Page:Revue des Deux Mondes - 1848 - tome 21.djvu/663

Le texte de cette page a été corrigé et est conforme au fac-similé.

— Enfin, me voici ! … quelle journée, Antonin ! — Et sans se donner le temps de reprendre haleine elle ajouta : — Raconte-moi bien vite ce qui s’est passé, et dis-moi, si tu le sais, pourquoi ma tante Joséphine est venue me signifier ce matin l’ordre de rester dans ma chambre.

— Parce que tout est fini, répondit le petit baron, parce qu’on te punit, ainsi que moi, d’avoir refusé ce mariage, résolu depuis long-temps à notre insu par mon oncle.

— Comment je ne te comprends pas ; qu’as-tu donc fait, Antonin ? demanda-t-elle avec quelque inquiétude.

— Une chose fort simple, répondit-il, j’ai fait ce que tu as voulu.
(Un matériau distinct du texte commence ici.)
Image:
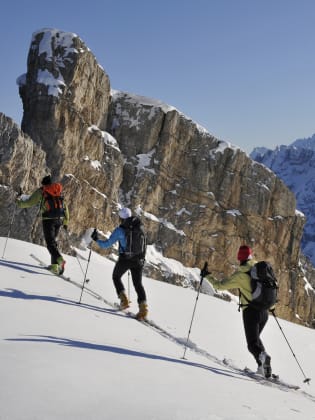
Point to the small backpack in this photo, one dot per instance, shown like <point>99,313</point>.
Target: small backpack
<point>53,201</point>
<point>136,238</point>
<point>264,286</point>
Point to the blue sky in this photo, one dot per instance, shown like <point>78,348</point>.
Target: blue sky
<point>243,69</point>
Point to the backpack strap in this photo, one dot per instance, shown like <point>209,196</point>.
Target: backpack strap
<point>243,305</point>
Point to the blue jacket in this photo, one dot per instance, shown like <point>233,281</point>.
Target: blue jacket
<point>118,234</point>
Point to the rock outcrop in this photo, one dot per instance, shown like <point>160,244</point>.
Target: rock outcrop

Et s’asseyant auprès d’elle, il ajouta en lui prenant la main Te rappelles-tu, Clémentine, qu’un jour tu écrivais à Mlle de Verveilles que, lorsque je serais un homme, tu pourrais compter sur moi ? Eh bien ! je me suis souvenu de cela, et, quoique tu m’aies dit hier que je n’étais encore qu’un enfant, j’ai résolu de te sauver, si c’était possible, du malheur que tu redoutes tant. Ce matin, j’ai déclaré en présence de mon oncle, de ma mère, de ta tante Joséphine, que je ne voulais pas me marier, je l’ai déclaré fermement et en jurant sur ma foi qu’on ne parviendrait jamais à contraindre na volonté.

— Grand Dieu ! s’écria Mlle de l’Hubac, et qu’a fait alors M. le marquis ?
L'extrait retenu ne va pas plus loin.